Most web apps set up a healthcheck, it's usually an endpoint that tells you that your databases are up, and websites are up.
I've even got a repo ready to go that I install on servers and enable quickly, based on another middleware healthcheck but with a few changes to make it easier to use, and with endpoints already in place for mongodb, redis and elasticsearch if needed.
I have a version of this healthcheck running on this blog to also include a check for the job feed, and for the postgreSQL server.
These work great, if one thing goes down then your monitor will alert you.
But what about all those third party APIs your app uses?
Or if you use a microservice architecture, how do you ensure everything continues working as expected?
This is where heartbeats come into play, and are a slightly different take on healthchecks.
For example, let's look at an e-commerce site that sells spoons:
- User picks an item to purchase
- Item goes to cart
- User logs in (or signs up) and pays for item
- System registers purchase, and signals warehouse and shipping company about shipment
- Shipment gets picked up
- Users gets his new spoon.
So there are several APIs involved here, we have the payment processor (maybe Stripe), we have the shipping processor, we also have internal APIs such as user management, inventory control, order management and notifications.

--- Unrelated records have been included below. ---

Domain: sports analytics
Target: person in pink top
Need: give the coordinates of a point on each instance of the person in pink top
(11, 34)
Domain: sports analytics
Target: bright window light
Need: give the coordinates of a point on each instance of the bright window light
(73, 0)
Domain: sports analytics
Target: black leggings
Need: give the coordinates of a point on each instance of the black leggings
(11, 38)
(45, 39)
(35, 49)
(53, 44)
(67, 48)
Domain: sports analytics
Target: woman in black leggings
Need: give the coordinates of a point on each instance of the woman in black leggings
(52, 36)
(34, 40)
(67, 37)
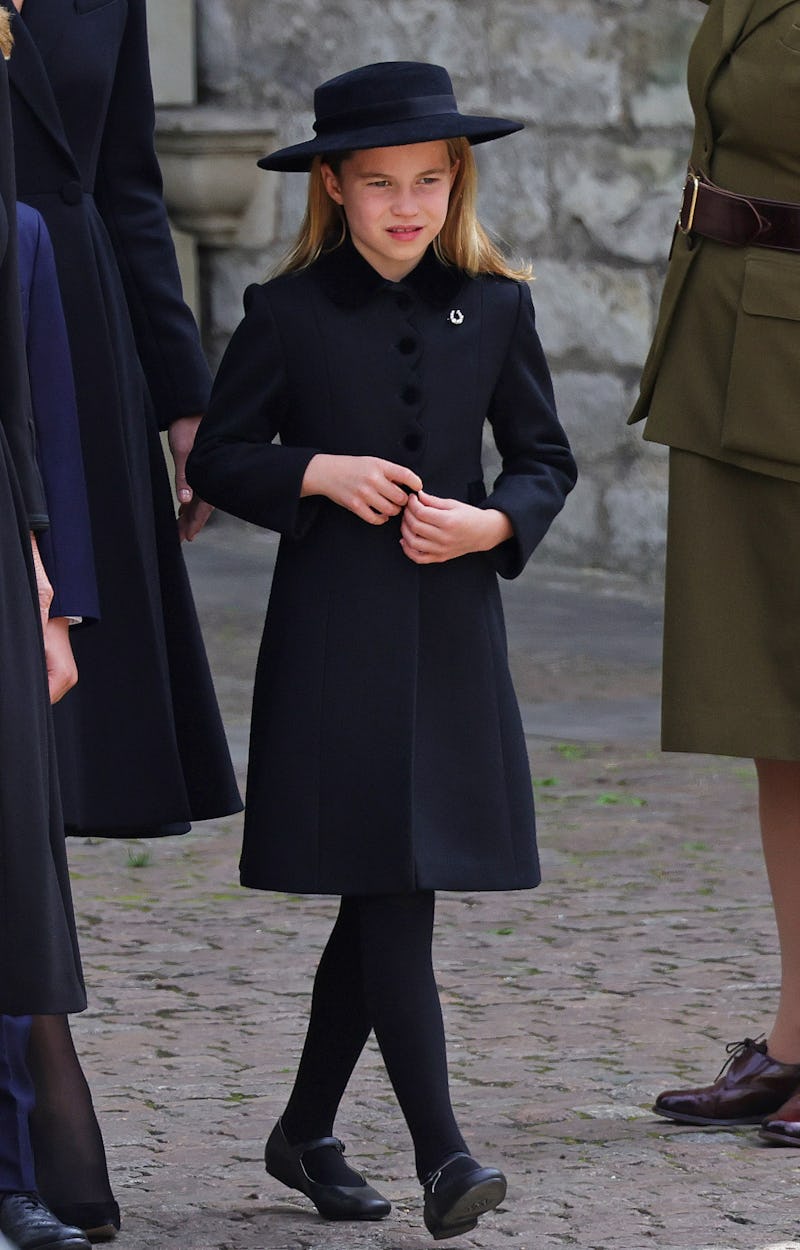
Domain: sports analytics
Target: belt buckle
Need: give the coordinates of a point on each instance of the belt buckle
(693, 183)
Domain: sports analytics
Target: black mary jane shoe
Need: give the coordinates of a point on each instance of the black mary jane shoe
(333, 1201)
(30, 1225)
(458, 1194)
(100, 1221)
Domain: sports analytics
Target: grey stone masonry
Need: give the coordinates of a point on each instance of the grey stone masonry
(589, 191)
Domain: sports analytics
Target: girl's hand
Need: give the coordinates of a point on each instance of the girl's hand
(61, 668)
(193, 511)
(365, 485)
(435, 530)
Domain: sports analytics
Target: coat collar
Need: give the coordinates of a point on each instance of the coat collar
(29, 76)
(349, 280)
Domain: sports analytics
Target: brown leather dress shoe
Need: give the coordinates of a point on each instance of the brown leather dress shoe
(749, 1088)
(784, 1125)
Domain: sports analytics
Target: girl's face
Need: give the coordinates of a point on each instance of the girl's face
(395, 200)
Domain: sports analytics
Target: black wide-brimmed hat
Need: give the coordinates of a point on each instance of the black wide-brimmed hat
(386, 105)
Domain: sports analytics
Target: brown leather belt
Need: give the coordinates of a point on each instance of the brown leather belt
(738, 220)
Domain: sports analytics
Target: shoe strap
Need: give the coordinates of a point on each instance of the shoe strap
(318, 1144)
(435, 1176)
(734, 1049)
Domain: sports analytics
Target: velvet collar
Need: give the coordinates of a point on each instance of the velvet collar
(349, 280)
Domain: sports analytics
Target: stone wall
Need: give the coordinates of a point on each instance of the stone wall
(588, 191)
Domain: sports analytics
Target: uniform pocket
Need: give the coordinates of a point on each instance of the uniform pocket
(761, 414)
(91, 5)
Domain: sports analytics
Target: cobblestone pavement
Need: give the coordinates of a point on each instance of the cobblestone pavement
(648, 948)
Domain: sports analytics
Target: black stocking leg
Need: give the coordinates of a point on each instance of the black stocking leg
(71, 1171)
(338, 1031)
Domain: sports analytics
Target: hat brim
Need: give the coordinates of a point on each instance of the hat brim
(396, 134)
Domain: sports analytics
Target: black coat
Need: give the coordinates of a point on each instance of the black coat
(39, 960)
(140, 740)
(386, 749)
(66, 548)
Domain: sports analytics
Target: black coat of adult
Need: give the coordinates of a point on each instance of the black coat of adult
(39, 961)
(386, 749)
(140, 740)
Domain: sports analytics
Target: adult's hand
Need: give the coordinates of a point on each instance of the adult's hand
(44, 590)
(371, 488)
(435, 529)
(61, 668)
(193, 511)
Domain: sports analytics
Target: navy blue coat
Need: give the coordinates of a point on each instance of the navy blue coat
(65, 546)
(141, 748)
(386, 750)
(39, 960)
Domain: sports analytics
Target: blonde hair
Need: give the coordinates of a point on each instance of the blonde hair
(461, 240)
(6, 38)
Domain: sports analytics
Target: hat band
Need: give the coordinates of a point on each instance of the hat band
(385, 113)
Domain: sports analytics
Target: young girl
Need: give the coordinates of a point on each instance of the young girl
(386, 754)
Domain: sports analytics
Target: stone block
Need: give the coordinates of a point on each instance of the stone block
(171, 30)
(635, 509)
(578, 534)
(593, 409)
(624, 196)
(556, 64)
(514, 189)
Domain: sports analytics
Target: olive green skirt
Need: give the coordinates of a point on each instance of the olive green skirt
(731, 629)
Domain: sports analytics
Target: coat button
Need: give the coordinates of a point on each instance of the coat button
(71, 193)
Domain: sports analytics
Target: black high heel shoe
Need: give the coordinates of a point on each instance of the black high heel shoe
(458, 1194)
(333, 1201)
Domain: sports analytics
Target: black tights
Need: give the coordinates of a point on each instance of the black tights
(71, 1173)
(376, 973)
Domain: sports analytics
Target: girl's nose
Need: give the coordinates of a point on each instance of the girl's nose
(404, 203)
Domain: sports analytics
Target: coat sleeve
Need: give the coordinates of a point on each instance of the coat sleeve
(15, 410)
(66, 549)
(538, 465)
(129, 194)
(235, 464)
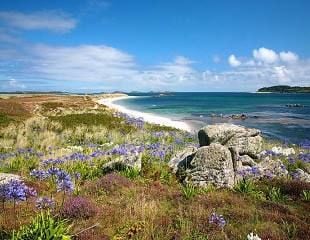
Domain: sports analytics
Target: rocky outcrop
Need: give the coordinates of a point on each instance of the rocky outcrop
(241, 140)
(283, 151)
(228, 153)
(211, 165)
(182, 159)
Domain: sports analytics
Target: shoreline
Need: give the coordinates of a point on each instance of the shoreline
(147, 117)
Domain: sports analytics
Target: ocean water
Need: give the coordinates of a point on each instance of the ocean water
(266, 111)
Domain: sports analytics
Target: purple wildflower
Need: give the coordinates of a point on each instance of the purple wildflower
(305, 144)
(64, 182)
(39, 174)
(45, 203)
(217, 220)
(16, 190)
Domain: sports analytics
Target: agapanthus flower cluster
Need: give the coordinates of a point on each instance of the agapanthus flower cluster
(304, 157)
(305, 144)
(62, 178)
(16, 190)
(64, 182)
(126, 149)
(158, 150)
(45, 203)
(252, 236)
(39, 174)
(217, 220)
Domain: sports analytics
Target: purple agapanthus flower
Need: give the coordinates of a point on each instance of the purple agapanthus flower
(217, 220)
(64, 182)
(45, 203)
(16, 190)
(305, 144)
(39, 174)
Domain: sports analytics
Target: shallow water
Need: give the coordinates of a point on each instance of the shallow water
(267, 112)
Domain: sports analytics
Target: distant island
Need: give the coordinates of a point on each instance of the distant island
(285, 89)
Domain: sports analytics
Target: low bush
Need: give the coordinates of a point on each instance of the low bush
(78, 207)
(43, 226)
(189, 191)
(275, 194)
(108, 183)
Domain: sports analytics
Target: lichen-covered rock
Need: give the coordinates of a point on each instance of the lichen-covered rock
(211, 165)
(283, 151)
(272, 168)
(181, 159)
(245, 141)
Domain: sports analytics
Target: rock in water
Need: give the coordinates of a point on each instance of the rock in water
(211, 165)
(283, 151)
(245, 141)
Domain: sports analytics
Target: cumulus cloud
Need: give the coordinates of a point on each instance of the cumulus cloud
(265, 55)
(81, 63)
(107, 68)
(288, 57)
(45, 20)
(233, 61)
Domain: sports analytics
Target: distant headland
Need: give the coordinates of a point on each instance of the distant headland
(284, 89)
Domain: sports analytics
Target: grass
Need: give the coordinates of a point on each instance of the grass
(92, 119)
(133, 204)
(5, 120)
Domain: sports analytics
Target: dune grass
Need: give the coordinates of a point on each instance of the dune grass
(127, 203)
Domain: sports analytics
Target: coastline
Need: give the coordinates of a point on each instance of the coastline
(147, 117)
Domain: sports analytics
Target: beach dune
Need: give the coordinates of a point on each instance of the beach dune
(109, 101)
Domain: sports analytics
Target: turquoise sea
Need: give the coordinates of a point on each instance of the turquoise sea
(266, 111)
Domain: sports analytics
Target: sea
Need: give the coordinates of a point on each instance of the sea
(280, 116)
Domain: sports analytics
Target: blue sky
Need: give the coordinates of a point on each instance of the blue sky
(106, 45)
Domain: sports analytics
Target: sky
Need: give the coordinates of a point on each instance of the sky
(153, 45)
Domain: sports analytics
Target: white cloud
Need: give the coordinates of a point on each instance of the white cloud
(288, 57)
(233, 61)
(94, 66)
(216, 59)
(46, 20)
(265, 55)
(89, 63)
(15, 84)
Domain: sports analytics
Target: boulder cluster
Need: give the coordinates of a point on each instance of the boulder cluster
(226, 154)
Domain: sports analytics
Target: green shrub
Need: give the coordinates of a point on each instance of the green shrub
(246, 186)
(43, 226)
(305, 195)
(290, 229)
(275, 194)
(189, 191)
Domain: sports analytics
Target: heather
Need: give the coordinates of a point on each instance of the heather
(61, 151)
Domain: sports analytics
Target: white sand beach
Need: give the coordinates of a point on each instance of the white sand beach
(148, 117)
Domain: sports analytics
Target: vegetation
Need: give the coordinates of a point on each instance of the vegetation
(43, 226)
(285, 89)
(60, 150)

In this scenario, let's say the shipping processor never gets notified? or the inventory control doesn't adapt the numbers and we end up showing more in stock than there actually is?
Nobody likes ordering a sold out item thinking they'll have it in a week, and actually waiting a month or two.
Or worse, ordering an item and the shipping system never gets the pick up request.
So we set up a heartbeat. Which is a simulated order that is run every so many hours.
In this case, we can create a special item that never gets seen anywhere else, and a user account that is called
Then you would have your
heartbeat user walk through the order system using automated scripts and if any errors occur, for example an email never arrives in the
heartbeat box, or the order page never shows sucessful order.
You could add some extra checks to make sure the db updates and check responses back from the various end points, heartbeats are allowed to be slower than the actual order process as they are checking everything involved, but the end result...
You get a snapshot of your system every so many hours and can get a heads up in cases of any issues.
Also, most important, perform clean ups once done, this is also why you should use a dedicated user (or even users).
This wasn't a code heavy post, I shared a repo I use on several projects for healthchecks and mostly explained ways to do a heartbeat.
It's hard to code a demo heartbeat as the code is so different based on projects.
So all I can recommend in building a heartbeat is monitoring every step you can. It's the heartbeat of your app and an unhealthy heartbeat is very dangerous.